4.3 Furniture Assembly Datasets

Solving the furniture assembly task requires the solving of multiple subproblems, such as perception, planning, and control. Each of these sub-problems are nontrivial and requires domain knowledge and supervision. For recognizing furniture models and their structures, IKEA 3D model dataset (Lim et al., 2013) provide labeled data about 3D structures of furniture models and part information. The IKEA furniture assembly video dataset (Han et al., 2017), which consists of 480,000 video frames of humans assembling a table from IKEA, can be used as demonstration data for imitation learning. Our proposed environment can be also used to generate synthetic training data for a wide range of 3D perception models with instance segmentation masks, depth image, and furniture part information under diverse furniture models and backgrounds. The expert demonstration videos and trajectories can be collected and used for imitation learning, similar to Roboturk (Mandlekar et al., 2018).

4.4 Physics Simulation Frameworks

Mujoco (Todorov et al., 2012), Unity ML-Agents (Juliani et al., 2018), PyBullet (Coumans, 2015), and Dart (Lee et al., 2018) are some popular frameworks for physics simulation for reinforcement learning. We chose to use MuJoCo due to fast simulation and its widespread usage in the reinforcement learning community. MuJoCo also supports a Unity plugin for rendering MuJoCo scenes, enabling realistic lighting, scene, and background variations for domain randomization (Sadeghi and Levine, 2017).

5 Conclusion

In this paper, we propose the IKEA Furniture Assembly Environment as a novel benchmark for testing complex manipulation tasks. Furniture assembly is a complex manipulation task even for humans, requiring perception capabilities, high-level planning, and sophisticated low-level control. Therefore, it is well suited as a benchmark for control algorithms aiming to solve complex tasks.

We present several directions for future research that are necessary for completely automating furniture assembly.

Representation: Currently, many manipulation methods still require the pose of the object. This is difficult to obtain in the real world.
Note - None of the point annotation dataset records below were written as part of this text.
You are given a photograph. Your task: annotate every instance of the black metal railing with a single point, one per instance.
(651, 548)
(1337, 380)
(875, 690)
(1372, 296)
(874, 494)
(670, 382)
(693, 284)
On the other hand, images of the scene are easy to get but obtaining relevant features is difficult due to its high dimensionality. To solve furniture assembly in the real world, extracting object-centric representations from images is a promising direction. These representations may have geometric, relational, and semantic information (Hu et al., 2018; Zambaldi et al., 2019; Greff et al., 2017)

. Unsupervised object discovery with deep neural networks 

(Greff et al., 2017; Burgess et al., 2019) can be also helpful.
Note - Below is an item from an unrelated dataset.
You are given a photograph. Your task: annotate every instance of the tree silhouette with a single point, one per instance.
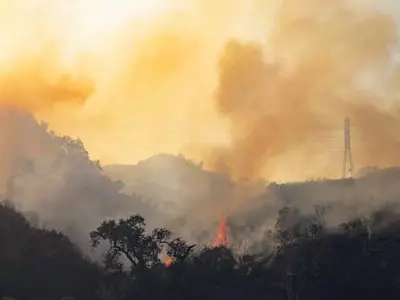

Planning: While reinforcement learning has seen success in manipulation tasks, the manipulation tasks are short in horizon and do not require complex planning. Furniture assembly on the other hand, requires long-term planning such as deciding the ordering of parts to assemble. Hierarchical reinforcement learning can segment complex tasks into simpler subtasks, which may be conducive towards furniture assembly (Sutton et al., 1999; Lee et al., 2019a). Model-based reinforcement learning could be another direction for tackling the long-horizon problem by giving the model a mechanism to predict the future before taking an action (Sutton, 1991).

Dexterous Control

: Dexterous manipulation is challenging due to agent and object complexity. Real world objects have irregular shapes, textures, friction, and other physical characteristics. Some dexterous robotic hands have between 24-30 degrees of freedom. Model free methods have seen success in controlling such dexterous hands

(Andrychowicz et al., 2017; Rajeswaran et al., 2018) but gaining full control of robotic hands and grasping arbitrary objects is an open challenge. Multi-agent manipulation of furniture is also another promising direction.
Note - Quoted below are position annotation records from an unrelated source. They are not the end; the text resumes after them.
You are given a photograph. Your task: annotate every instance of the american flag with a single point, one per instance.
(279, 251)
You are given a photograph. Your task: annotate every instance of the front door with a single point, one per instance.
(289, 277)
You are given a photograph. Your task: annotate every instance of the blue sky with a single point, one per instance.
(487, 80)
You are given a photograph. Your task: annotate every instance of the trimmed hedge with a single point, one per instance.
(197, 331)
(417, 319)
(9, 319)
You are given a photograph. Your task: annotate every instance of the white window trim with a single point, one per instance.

Domain Knowledge: Instruction manuals (Andreas et al., 2017; Oh et al., 2017), programs (Xu et al., 2018; Sun et al., 2018), and video demonstrations (Lee et al., 2019b) can be used as domain knowledge to help solving complex tasks. The question of how to integrate additional supervision into an automated furniture assembly process is an interesting future direction.


The authors would like to thank Taehoon Kim and many members of the USC CLVR lab for helpful feedback and testing our environment. This project was partially funded by SKT.